A student asked whether offloading to CPU or SSD is only appropriate for special workloads, since SSD access is slow. Fu answered by explicitly connecting inference to classic operating systems problems. The GPU-specific version, he said, resembles memory-management diagrams from the 1970s or 1980s: when too many applications exceed CPU memory, the system pages to disk. The inference version pages KV cache across GPU, CPU, and disk.

Least-recently-used eviction is a reasonable heuristic, though Fu described the best possible policy as predicting the future. In some cases, that may be possible. If a user opens an old conversation in a chat interface, that is a strong signal they may ask about it, so the system could prefetch the associated cache. In the absence of future knowledge, the provider uses heuristics, subject to service-level objectives. Fu added that he has never spoken to anyone who wants to put less traffic onto their GPUs; the question is how much traffic can be served within the required latency and quality constraints.

Prefill and decode are different enough to be split across machines

Because prefill and decode have different bottlenecks, Fu said, production systems increasingly split them onto different GPUs or machines. Prefill is FLOP-heavy and can maximize compute utilization. Decode is memory-bandwidth-heavy and repeated once per generated token. A prompt is prefilling once; a long response may require hundreds or thousands of decode steps.

That split enables different parallelism strategies. Very large models may be divided with tensor parallelism, where each GPU holds a shard of every layer’s tensors and devices all-reduce activations. Mixture-of-experts models can use expert parallelism, where different GPUs own full experts and a learned router sends tokens to them. The choice affects bottlenecks, communication, the number of GPUs required, and the number of sessions that can be served simultaneously.

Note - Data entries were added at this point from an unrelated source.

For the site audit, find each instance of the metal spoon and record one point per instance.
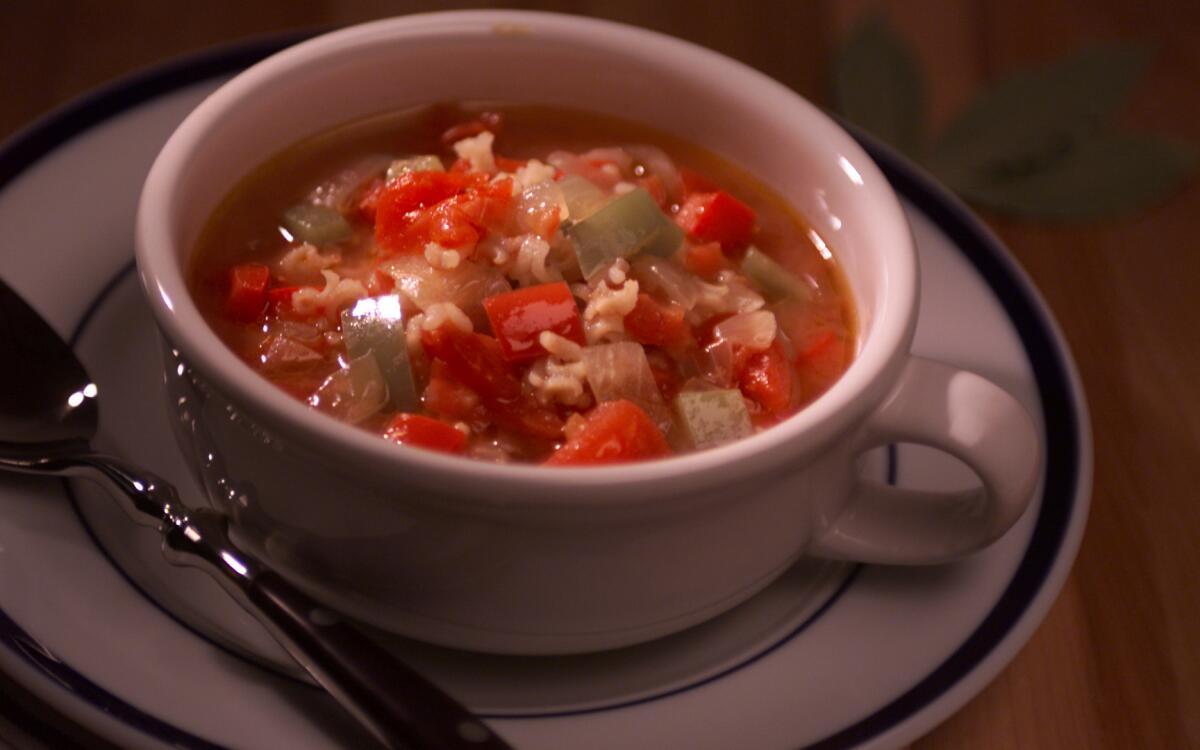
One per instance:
(48, 415)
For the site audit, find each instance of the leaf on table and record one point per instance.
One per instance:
(1104, 175)
(1032, 118)
(877, 84)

Fu connected this distinction to hardware strategy, explicitly as an inference-driven reading of where the hardware market may be going. Decode’s characteristics are different enough from prefill’s, he said, that specialized chips may be attractive for it. In Fu’s account, Nvidia’s purchase of Groq matters because decode differs so much from prefill that future systems could use GPUs for prefill and Groq LPU chips for decode. He also cited Cerebras, OpenAI’s compute partnership with Cerebras, and companies such as SambaNova as examples of bets across different parts of the inference space.

The same logic applies inside Nvidia’s own systems, as Fu described them. He discussed NVL72 Grace Blackwell systems: 72 GPUs connected by fast interconnect. Such systems raise questions about how to split a trillion-parameter model across many GPUs, whether the split makes sense, and how to handle failures. At 32 or more GPUs per worker, failures become routine enough that automated detection, expert migration, request replay, and hot spares become part of the serving problem. Fu mentioned flaky NVLink connections caused by physical connectors as one practical source of failure.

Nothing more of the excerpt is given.